Il est ridicule, après la bataille, d’aller chercher ses effets personnels et ses maris regrettés. Les morts sont interchangeables. Et de guerre lasse et par ambition, les veuves se font patiemment violer par l’ennemi pour donner naissance aux enfants qui porteront les armes d’un autre combat. Elles font de l’accouchement un acte de rébellion qui assujettit l’ennemi à un sentiment complexe de culpabilité, de plaisir, de dégoût et de fierté.
La femme publique prend le pouvoir sur l’homme politique en organisant l’opération la plus obscène et la plus inespérée :
Le putsh de la putain.
On brandit les bâtards comme des trophées et comme la preuve irréfutable d’un acharnement à vivre et à se perpétuer. Plus tard, les femmes ne reconnaîtront pas leur propre enfant pour se permettre la possibilité d’être des mères universelles qui n’éprouvent pas le besoin vulgaire d’entretenir une relation intime avec leur progéniture. Elles sont des terres fertiles, indifférentes, qui nourrisssent et laissent pousser, sous le regard de Dieu, ce que les mortels ont fécondé en elles.

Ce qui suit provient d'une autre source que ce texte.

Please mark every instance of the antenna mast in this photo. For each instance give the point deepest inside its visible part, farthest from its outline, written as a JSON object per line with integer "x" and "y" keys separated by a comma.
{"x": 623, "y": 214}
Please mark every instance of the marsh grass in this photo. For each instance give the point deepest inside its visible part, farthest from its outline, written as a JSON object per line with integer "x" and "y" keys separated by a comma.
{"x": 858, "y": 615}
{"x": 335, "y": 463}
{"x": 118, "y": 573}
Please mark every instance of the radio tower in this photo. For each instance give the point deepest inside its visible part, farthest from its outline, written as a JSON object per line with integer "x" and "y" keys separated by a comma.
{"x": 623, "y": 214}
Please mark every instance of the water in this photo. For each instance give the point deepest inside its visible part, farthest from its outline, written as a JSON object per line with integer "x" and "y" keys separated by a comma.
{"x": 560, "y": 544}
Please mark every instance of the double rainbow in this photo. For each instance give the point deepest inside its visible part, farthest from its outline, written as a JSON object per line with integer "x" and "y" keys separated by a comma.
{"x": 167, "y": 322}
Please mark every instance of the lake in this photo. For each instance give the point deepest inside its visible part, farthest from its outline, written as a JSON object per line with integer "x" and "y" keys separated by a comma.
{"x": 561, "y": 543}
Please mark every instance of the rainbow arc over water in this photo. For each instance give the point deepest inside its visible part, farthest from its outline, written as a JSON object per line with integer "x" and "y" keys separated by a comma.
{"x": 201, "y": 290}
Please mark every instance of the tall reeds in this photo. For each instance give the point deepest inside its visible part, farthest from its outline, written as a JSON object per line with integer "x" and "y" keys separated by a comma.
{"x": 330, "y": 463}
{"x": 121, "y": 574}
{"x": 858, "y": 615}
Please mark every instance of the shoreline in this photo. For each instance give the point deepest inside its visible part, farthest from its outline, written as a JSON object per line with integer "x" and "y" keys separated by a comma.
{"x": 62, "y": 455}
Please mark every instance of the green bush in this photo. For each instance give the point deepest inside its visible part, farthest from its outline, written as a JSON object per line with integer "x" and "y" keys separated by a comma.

On ne s’étonnera pas ensuite de voir les hommes esseulés, hébétés, chercher en plein désarroi leur maman introuvable qu’ils croient voir dans chacune des femmes de leur histoire et croyant la voir, veulent l’assassiner. Les morts sont interchangeables.
Le sentiment d’amour n’existe pas et si un jour, il a existé, il n’a laissé que des grimaces et des gestes malhabiles dont se servent les faibles et les lâches
pour commettre leurs petits crimes et camouffler leur mufflerie.
Howard Barker, commence à écrire au moment précis où le héros dans la tragédie classique, sort de la stupeur muette dans laquelle son destin l’avait figé et exprime la violence de sa passion, se soumet à elle et se condamne.
La langue que l’on entend est étrange. Les mots sont connus et ordinaires, le souffle est hystérique, la logique désordonnée. Les phrases n’arrivent pas à expiration, elles s’interrompent souvent et finissent par cracher plus loin, une poésie en vrac qui n’a pas eu le temps d’être conditionnée et se livre matière première, autant à l’âme qu’au toucher et offre, décolletée, ses aspérités à l’oeil et la lumière. Une poésie tailladée dont les tissus précisément ouverts laissent voir, à vif, l’émotion et la beauté, d’une douleur provoquée. Les pleurs du spectateur sont alors l’effet visible et esthéthique d’une empathie soudaine
avec le monde.qui met à découvert une « parcelle de vérité »7. Pour cet instant et par tous les moyens, puisque que c’est la seule véritable fin, l’artiste doit faire en sorte que le phénomène survienne et se répète. Jusqu’au point d’évidence, jusqu’à ce point où l’esprit n’a besoin d’aucune autre preuve pour être convaincu du sens qui vient de lui être donné.